Welcome to the technical reference for the drugslm package. This documentation is organized logically to reflect the scientific workflow of the project, ranging from data acquisition to model deployment and experimental analysis.

Below is an overview of the high-level modules and their responsibilities.

Datasets

The Material

This module handles the data lifecycle. Unlike traditional ETL pipelines, the focus here is on the dataset as a scientific object of study—ensuring quality, lineage, and readiness for language modeling.

Sources: Connectors and scrapers for external data ingestion (e.g., ANVISA).
Transform: Pipelines for cleaning, normalization, augmentation, and tokenization logic.
Features: Definitions of extracted attributes, embedding manipulations, and metadata engineering.

Models

The Engine

Contains the static architectural definitions and design strategies. This module defines what the model is before it begins learning.

Definitions: Base classes and wrappers for Large Language Models (e.g., Llama, BERT).
Adapters: Configuration for parameter-efficient adaptation strategies (PEFT, LoRA).
RAG: Components for Retrieval-Augmented Generation systems.

Training

The Process

Encapsulates the dynamic optimization logic. This module defines how the model learns and adapts to the data.

Loops: The training execution cycles (Pre-training, SFT).
Objectives: Mathematical loss functions and optimization goals.
RLHF: Implementation of Reinforcement Learning from Human Feedback loops.

Evaluation

The Verification

Focuses on rigorous quantitative validation to ensure model quality and safety.

Metrics: Calculation of statistical performance (Accuracy, F1, Perplexity).
Benchmarks: Standardized test suites, safety checks, and domain-specific challenges.

Interface

The Application

The human-facing component used for qualitative analysis, model serving, and feedback collection (Human-in-the-loop).

Chat: UI logic and interaction handling (e.g., Chainlit integration).
Telemetry: Capture of user feedback (thumbs up/down) and interaction logs.
Deploy: Utilities for model serving and containerization.

Experiments

The Conclusion

Responsible for traceability, storytelling, and the consolidation of results. This module connects inputs (params) to outputs (metrics).

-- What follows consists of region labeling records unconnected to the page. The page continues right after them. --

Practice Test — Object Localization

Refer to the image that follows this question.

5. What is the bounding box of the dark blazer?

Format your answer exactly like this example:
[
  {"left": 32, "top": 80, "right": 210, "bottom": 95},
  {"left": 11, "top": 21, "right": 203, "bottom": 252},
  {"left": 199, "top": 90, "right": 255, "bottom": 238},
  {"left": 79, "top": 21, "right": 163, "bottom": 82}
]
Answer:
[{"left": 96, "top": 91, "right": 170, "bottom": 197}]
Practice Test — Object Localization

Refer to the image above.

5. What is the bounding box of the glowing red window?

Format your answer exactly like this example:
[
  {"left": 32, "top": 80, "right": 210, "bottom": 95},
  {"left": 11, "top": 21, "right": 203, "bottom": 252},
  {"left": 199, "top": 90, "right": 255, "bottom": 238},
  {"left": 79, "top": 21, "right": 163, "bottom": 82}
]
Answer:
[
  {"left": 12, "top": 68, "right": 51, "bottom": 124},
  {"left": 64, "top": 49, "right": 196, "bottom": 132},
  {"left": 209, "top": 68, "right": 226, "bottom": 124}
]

Tracking: Wrappers for experiment trackers (e.g., MLFlow).
Visualization: Generation of plots and visual artifacts for the thesis.
Storytelling: Automated generation of reports summarizing experimental findings.

Core

The Foundation

The infrastructure layer containing agnostic utilities and shared services required by the modules above.

Database: Database connections and ORM definitions.
Loaders: Efficient data loading strategies and iterators (e.g., PyTorch DataLoaders).
Utils: Low-level helpers (Selenium drivers, logging, string manipulation).
Config: Configuration tree management (Hydra/OmegaConf).